Stochastic and Mini-batch Gradient Descent

By Prof. Seungchul Lee
http://iailab.kaist.ac.kr/
Industrial AI Lab at KAIST

Table of Contents

0. Lecture Video¶

from IPython.display import YouTubeVideo
YouTubeVideo('ALDd7PTU-JY', width = "560", height = "315")

1. Gradient Descent Algorithm¶

Gradient Descent

$$\text{Repeat : } x \leftarrow x - \alpha \nabla _x f(x) \quad \quad \text{for some step size } \alpha > 0$$

In this lecture, we will cover gradient descent algorithm and its variants:

Batch Gradient Descent
Stochastic Gradient Descent
Mini-batch Gradient Descent

We will explore the concept of these three gradient descent algorithms with a logistic regression model.

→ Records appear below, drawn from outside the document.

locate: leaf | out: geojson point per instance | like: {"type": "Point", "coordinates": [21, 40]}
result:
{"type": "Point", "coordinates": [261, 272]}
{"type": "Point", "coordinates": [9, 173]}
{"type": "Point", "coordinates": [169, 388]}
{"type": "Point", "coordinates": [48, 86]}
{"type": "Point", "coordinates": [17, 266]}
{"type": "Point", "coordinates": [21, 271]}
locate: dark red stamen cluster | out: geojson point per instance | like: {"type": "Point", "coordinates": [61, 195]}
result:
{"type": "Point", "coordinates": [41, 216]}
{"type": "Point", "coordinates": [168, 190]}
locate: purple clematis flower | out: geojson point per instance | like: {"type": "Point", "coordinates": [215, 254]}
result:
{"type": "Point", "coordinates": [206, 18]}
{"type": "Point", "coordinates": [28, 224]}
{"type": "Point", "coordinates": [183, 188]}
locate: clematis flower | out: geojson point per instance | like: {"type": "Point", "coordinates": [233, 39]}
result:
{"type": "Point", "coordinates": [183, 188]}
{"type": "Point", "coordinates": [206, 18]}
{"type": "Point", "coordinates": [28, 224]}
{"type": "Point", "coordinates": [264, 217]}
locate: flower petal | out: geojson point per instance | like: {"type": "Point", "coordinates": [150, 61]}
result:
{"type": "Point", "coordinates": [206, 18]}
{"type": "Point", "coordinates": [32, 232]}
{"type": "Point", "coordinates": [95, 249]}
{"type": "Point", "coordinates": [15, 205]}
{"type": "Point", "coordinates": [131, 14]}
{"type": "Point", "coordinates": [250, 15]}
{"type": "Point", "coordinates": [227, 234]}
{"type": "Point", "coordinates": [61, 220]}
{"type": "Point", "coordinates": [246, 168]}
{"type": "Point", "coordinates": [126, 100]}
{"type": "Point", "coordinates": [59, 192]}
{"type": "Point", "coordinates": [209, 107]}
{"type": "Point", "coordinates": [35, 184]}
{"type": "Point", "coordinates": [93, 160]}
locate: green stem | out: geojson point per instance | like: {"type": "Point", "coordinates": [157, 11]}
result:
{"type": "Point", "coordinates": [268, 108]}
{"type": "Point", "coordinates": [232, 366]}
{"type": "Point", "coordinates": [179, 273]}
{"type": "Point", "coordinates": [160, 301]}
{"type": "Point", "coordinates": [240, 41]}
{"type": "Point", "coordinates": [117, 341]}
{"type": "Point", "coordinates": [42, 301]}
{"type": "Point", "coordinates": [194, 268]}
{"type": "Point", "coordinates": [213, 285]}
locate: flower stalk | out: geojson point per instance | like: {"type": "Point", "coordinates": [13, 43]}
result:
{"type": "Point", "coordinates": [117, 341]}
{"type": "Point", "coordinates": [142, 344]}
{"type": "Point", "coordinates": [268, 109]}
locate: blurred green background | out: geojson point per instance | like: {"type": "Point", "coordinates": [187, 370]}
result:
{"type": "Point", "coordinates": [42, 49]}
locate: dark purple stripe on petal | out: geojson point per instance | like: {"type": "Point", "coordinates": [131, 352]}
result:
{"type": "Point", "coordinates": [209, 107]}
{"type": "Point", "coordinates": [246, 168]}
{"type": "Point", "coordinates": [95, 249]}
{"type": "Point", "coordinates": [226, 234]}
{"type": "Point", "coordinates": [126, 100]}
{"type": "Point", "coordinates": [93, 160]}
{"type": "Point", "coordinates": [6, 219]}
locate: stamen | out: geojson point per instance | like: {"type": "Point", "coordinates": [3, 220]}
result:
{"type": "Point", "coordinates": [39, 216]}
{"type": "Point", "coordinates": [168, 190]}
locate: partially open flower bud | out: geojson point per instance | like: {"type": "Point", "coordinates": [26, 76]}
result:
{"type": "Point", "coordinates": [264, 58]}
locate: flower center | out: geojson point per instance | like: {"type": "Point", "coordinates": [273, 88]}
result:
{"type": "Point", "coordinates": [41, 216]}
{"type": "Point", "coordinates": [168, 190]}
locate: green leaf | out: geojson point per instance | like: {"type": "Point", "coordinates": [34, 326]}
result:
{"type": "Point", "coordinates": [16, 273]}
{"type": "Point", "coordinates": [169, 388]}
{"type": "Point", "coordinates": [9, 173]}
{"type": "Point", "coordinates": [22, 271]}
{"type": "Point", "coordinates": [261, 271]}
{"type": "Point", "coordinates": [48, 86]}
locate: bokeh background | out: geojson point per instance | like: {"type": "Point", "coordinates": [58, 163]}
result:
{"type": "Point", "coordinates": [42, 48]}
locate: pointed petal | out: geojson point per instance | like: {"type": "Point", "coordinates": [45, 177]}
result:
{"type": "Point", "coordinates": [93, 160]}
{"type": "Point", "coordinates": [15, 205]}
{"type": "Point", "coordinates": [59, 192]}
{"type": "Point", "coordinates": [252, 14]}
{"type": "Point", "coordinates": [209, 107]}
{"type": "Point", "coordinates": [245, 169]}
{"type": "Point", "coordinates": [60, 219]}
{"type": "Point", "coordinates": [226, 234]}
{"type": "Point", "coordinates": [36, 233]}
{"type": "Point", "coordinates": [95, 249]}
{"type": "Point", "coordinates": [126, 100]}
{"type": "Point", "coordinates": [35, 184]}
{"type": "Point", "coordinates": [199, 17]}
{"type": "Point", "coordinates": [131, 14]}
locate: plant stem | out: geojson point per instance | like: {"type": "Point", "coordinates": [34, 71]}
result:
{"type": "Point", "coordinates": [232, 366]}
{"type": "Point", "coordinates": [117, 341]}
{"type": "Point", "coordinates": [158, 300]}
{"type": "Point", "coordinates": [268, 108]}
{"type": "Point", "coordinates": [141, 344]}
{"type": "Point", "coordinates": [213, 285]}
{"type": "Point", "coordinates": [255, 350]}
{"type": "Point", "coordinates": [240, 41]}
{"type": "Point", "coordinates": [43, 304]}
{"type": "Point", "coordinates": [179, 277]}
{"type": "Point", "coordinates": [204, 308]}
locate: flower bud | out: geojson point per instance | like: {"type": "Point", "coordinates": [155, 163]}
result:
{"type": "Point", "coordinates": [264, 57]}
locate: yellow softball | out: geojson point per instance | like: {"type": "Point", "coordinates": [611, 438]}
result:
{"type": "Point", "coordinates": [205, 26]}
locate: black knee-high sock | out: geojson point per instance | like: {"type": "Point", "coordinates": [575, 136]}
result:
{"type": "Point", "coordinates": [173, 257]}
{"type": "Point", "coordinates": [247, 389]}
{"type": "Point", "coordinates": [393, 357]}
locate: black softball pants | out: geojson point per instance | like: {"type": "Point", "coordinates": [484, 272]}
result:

2. Batch Gradient Descent¶

(= Gradient Descent)

In Batch Gradient Descent methods, we use all of the training data set for each iteration. So, for each update, we have to sum over all examples.

$$\mathcal{E} (\omega) = \frac{1}{m} \sum_{i=1}^{m} \ell (\hat y_i, y_i) = \frac{1}{m} \sum_{i=1}^{m} \ell (h_{\omega}(x_i), y_i)$$

By linearity,

$$\nabla_{\omega} \mathcal{E} = \nabla_{\omega} \frac{1}{m} \sum_{i=1}^{m} \ell (h_{\omega}(x_i), y_i)= \frac{1}{m} \sum_{i=1}^{m} \frac{\partial }{\partial \omega}\ell (h_{\omega}(x_i), y_i)$$

$$\omega \leftarrow \omega - \alpha \, \nabla_{\omega} \mathcal{E} $$

The main advantages:

We can use fixed learning rate during training without worring about learining rate decay.
It has straight trajectory towards the minimum
It guaranteed to converge in theory to the global minimum if the loss function is convex and to a local minimum if the loss function is not convex.
It has unbiased estimate of gradients. As increasing the number of examples, standard error will decreasing.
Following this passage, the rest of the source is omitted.